Objective of non-GAAP measures of Blue Coat: Blue Coat, Inc. (“Blue Coat”) believes its presentation of non-GAAP financial measures, when taken together with corresponding GAAP financial measures, provides meaningful supplemental information regarding Blue Coat’s operating performance for the reasons discussed below. Blue Coat’s management team uses these non-GAAP financial measures in assessing Blue Coat’s operating results, as well as when planning, forecasting and analyzing future periods. Blue Coat believes that these non-GAAP financial measures also facilitate comparisons of Blue Coat’s performance to prior periods and to Blue Coat’s peers and that investors benefit from an understanding of the non-GAAP financial measures. Non-GAAP financial measures are supplemental and should not be considered a substitute for financial information presented in accordance with GAAP.
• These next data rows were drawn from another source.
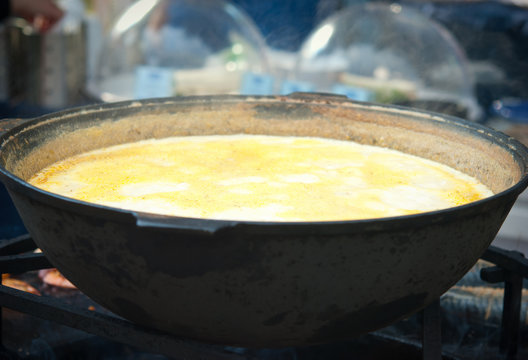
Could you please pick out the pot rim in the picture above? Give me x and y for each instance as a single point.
(212, 226)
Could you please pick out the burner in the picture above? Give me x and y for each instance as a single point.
(61, 310)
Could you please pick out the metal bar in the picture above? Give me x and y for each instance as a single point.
(432, 332)
(509, 260)
(110, 327)
(511, 314)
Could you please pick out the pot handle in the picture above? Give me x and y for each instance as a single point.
(187, 225)
(8, 124)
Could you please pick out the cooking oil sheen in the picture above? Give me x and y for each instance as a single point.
(260, 178)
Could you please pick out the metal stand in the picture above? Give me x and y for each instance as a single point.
(511, 268)
(432, 332)
(16, 257)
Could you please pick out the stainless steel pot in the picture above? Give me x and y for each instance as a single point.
(262, 284)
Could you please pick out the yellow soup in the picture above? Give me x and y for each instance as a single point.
(254, 177)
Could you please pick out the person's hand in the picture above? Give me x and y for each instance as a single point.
(43, 14)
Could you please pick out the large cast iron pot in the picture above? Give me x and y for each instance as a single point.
(261, 284)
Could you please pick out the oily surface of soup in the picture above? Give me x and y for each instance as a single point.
(263, 178)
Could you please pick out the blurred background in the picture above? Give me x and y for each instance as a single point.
(464, 58)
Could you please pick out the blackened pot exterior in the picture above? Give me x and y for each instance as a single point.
(261, 284)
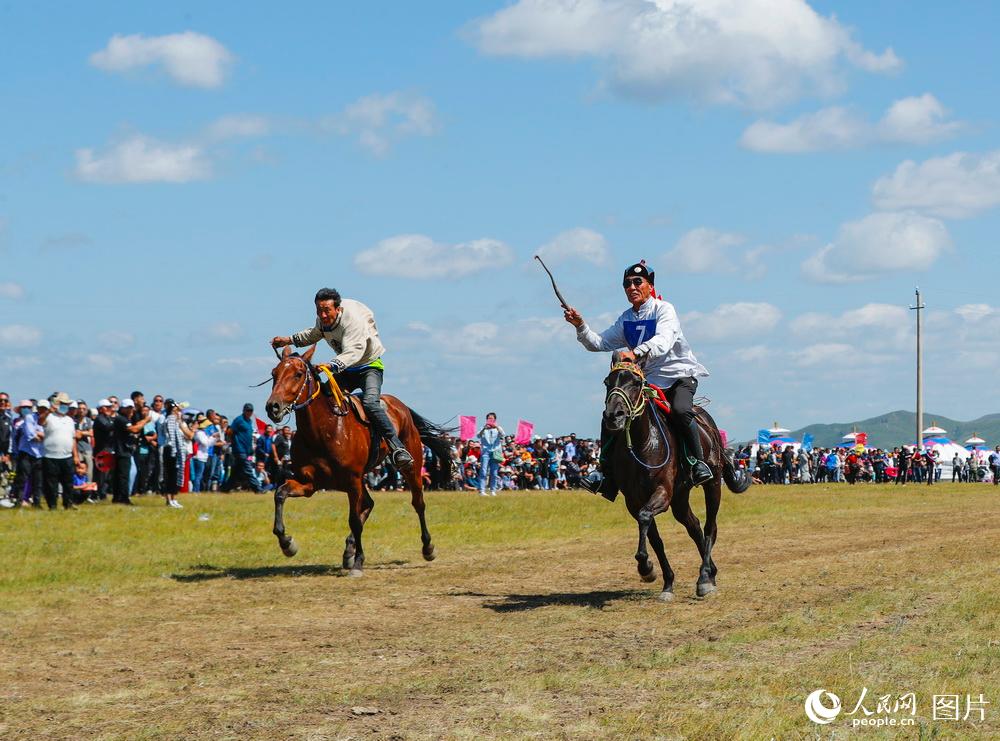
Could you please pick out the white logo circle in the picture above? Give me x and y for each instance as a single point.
(820, 713)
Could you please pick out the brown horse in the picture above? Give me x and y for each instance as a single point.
(650, 474)
(331, 450)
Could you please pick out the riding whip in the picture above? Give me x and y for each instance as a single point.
(554, 286)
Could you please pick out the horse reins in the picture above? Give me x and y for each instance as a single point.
(634, 410)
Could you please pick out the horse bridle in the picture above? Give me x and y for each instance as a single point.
(634, 410)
Impact of purchase accounting on net revenue: Blue Coat defines adjusted net revenue as net revenue excluding the impact of purchase accounting. Blue Coat regularly monitors these measures to assess its operating performance. On February 15, 2012, in connection with the Thoma Bravo Acquisition, and on May 22, 2015, as part of the Bain Acquisition, Blue Coat was required to write down its deferred revenue balances due to purchase accounting in accordance with GAAP. In addition, in connection with Blue Coat’s other acquisitions, Blue Coat was also required to make similar adjustments to write down its deferred revenue balances due to purchase accounting in accordance with GAAP. The impact on revenue related to purchase accounting as a result of these transactions, particularly as a result of the Bain Acquisition, limits the comparability of revenue between periods. While the deferred revenue written down in connection with Blue Coat’s acquisitions will never be recognized as revenue under GAAP, Blue Coat does not expect the Bain Acquisition to have an impact on future renewal rates of the contracts included within the deferred revenue write-down, nor does Blue Coat expect revenue generated from new service and subscription contracts to be similarly impacted by purchase accounting adjustments. Accordingly, Blue Coat believes presenting adjusted net revenue to exclude the impact of purchase accounting adjustments, including the deferred revenue write-down, aids in the comparability between periods and in assessing Blue Coat’s overall operating performance. If these adjustments were not made, Blue Coat’s future revenue growth rates could appear overstated. Adjusted net revenue has limitations as an analytical tool, and you should not consider it in isolation or as a substitute for net revenue. Other companies in our industry may calculate this measure differently, which may limit its usefulness as a comparative measure.